Funding of approximately $50,000 for the Arkansas Anemometer Loan Program was provided from both the State of Arkansas and the U.S. Department of Energy’s Wind Powering America Program.

 

The participants borrow wind measurement instrumentation installed by faculty, staff and students at John Brown University to conduct a one-year measurement study on their property.  Initially, the program is supplying four 34-meter meteorological towers with the equipment necessary to measure and record wind speed and direction. The data is collected and relayed remotely using cellular data plans.

 

“This program is one of the many exciting opportunities available as we continue to develop Arkansas’s wind energy resources,” said Chris Benson, director of the Arkansas Energy Office. “The data can help Arkansas’s farmers, ranchers, businesses, and homeowners determine if there is enough wind energy at their site to invest in a wind turbine.”

 

Each anemometer collects wind-speed data in 10-minute intervals.
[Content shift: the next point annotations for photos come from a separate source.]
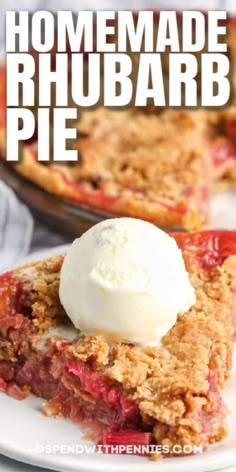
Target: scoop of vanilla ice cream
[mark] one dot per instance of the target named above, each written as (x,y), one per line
(126,279)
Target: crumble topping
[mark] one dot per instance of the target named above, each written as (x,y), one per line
(176,387)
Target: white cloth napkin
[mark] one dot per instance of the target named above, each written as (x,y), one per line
(16,228)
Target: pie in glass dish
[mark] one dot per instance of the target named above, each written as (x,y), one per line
(160,165)
(125,393)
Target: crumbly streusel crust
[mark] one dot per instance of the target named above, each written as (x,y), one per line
(158,165)
(168,384)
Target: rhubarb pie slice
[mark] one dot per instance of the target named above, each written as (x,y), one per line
(136,395)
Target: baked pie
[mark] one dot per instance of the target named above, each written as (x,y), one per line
(158,165)
(132,395)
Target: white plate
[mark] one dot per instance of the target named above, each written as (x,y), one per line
(24,429)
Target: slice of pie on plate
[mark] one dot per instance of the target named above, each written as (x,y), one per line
(159,165)
(126,394)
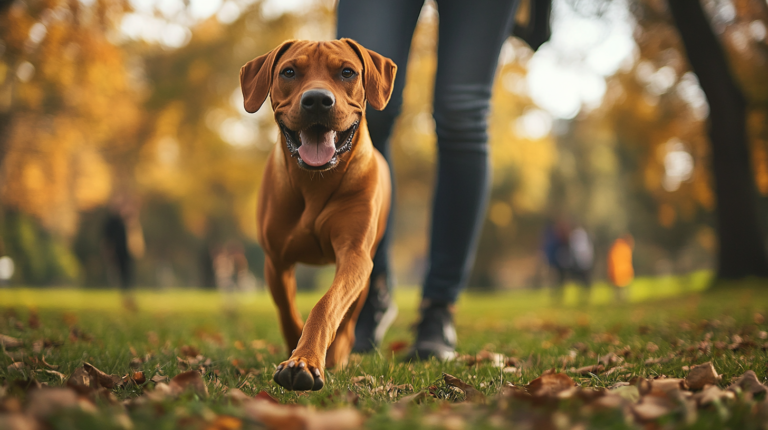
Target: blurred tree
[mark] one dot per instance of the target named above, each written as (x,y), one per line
(741,249)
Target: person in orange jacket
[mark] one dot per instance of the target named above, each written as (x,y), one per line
(620,269)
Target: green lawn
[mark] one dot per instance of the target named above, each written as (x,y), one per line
(665,318)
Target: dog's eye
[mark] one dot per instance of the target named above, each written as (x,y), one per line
(347,73)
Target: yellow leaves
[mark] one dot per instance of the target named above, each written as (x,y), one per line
(500,213)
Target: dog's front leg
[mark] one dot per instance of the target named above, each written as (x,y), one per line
(304,370)
(282,286)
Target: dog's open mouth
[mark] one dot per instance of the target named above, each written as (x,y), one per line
(318,147)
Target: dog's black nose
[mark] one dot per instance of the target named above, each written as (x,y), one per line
(317,101)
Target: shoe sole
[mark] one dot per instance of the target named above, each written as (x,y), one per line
(386,321)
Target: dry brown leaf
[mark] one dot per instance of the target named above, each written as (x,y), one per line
(413,398)
(471,392)
(50,366)
(237,396)
(18,366)
(9,342)
(159,378)
(45,402)
(189,381)
(748,383)
(189,351)
(283,417)
(587,370)
(660,387)
(161,392)
(53,373)
(701,375)
(225,422)
(80,381)
(493,358)
(263,395)
(652,408)
(397,346)
(660,360)
(549,384)
(358,380)
(609,358)
(135,378)
(100,378)
(711,394)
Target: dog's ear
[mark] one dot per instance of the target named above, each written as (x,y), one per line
(256,77)
(378,75)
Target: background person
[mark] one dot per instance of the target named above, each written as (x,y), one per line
(470,38)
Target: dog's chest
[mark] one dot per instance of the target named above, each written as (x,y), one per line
(299,242)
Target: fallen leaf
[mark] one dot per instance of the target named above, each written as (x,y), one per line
(397,346)
(189,381)
(587,370)
(470,392)
(748,383)
(102,379)
(413,398)
(80,381)
(189,351)
(660,360)
(660,387)
(225,422)
(652,408)
(493,358)
(263,395)
(237,396)
(160,393)
(299,417)
(711,394)
(135,378)
(549,384)
(9,342)
(18,366)
(159,378)
(53,373)
(50,366)
(701,375)
(359,380)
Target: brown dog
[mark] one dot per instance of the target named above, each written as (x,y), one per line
(325,194)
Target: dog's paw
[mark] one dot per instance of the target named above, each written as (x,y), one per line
(295,374)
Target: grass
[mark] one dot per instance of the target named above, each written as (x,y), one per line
(240,336)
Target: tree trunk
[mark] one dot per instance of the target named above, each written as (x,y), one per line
(741,249)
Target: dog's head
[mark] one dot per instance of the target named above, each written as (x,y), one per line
(318,92)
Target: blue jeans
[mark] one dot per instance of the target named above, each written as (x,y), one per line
(470,38)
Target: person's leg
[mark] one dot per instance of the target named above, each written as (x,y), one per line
(470,38)
(471,35)
(387,28)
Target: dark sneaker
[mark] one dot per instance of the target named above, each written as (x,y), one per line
(378,313)
(435,334)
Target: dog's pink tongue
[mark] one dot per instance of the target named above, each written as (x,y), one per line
(317,148)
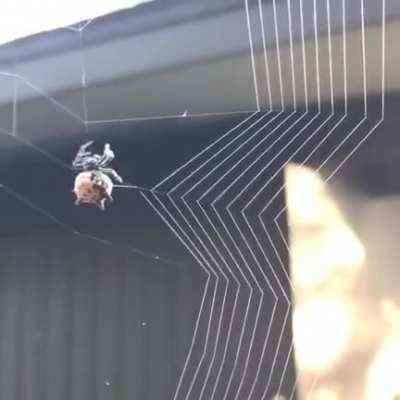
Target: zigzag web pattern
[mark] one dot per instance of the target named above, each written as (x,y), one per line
(219,203)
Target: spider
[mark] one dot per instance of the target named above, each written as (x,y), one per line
(94,183)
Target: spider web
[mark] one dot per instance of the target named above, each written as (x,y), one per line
(225,203)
After the 12-month measurement period is completed and the data collected, the equipment will be relocated to other selected participants.

 

“Commercial enterprises here in Jackson County have jumped out on the leading edge of using wind technology, and we are excited about having hard data that will support further development and adaption of this new technology,” Robertson said. “It seems to be a win-win situation for our community to know what resources we have and have technical support for developing these resources right here at home.”

 

The second year of the program is anticipated to begin in summer 2010.